Although Medicare Part D, and Medicaid, are major components of US healthcare, the rebate revision could have a more significant impact on the pharma industry if it carries over into commercial plans. There could be a call for federal legislation to that end; the pharma industry has connected responsibilities between how it markets to commercial insurance plans and federal ones. “In a perfect world, we would use the Part D space to determine if this approach works as intended,” says Edgar, “and what, if any, corrections need to be made prior to implementing in the commercial space, so the hope would be for a few years as a “pilot” program before expanding.” He also cautions that the revision could have a deleterious effect on the “robust” patient assistance programs that exist today, if manufacturer revenues are significantly affected.

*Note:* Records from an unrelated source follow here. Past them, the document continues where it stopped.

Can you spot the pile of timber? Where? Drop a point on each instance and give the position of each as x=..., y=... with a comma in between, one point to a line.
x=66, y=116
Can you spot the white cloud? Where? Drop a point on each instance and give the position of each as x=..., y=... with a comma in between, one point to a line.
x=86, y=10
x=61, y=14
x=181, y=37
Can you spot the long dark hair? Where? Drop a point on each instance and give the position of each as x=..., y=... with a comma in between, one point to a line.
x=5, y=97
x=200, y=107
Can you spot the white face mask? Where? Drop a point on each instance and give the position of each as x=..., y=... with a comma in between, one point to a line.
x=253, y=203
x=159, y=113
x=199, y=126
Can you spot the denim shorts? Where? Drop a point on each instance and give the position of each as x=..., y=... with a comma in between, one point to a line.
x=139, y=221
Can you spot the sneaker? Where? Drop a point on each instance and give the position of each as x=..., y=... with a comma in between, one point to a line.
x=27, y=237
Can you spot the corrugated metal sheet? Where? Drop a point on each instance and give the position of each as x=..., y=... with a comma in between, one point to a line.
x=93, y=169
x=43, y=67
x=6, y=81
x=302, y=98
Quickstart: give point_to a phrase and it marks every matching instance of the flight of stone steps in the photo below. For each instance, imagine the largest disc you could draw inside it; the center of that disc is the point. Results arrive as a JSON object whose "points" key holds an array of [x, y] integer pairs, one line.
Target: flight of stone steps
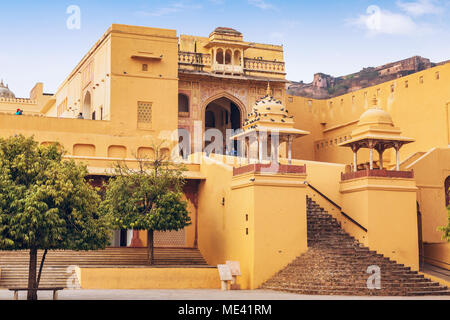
{"points": [[58, 268], [336, 264]]}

Besides the rebate revision, the Trump Administration is also pushing the idea of requiring disclosure of drug pricing in advertising, along with a higher degree of price transparency across the board. In his State of the Union address, President Trump revisited the topic the “global freeloading” of other countries obtaining drugs at lower costs than the US, presumably by legislating some form of international reference pricing. He also proposed an expanded effort on eradicating HIV/AIDS in the US (presumably by budgeting more for prevention, which would boost sales of Gilead’s Truvada product), and allocating $500 million over 10 years for childhood cancer treatment.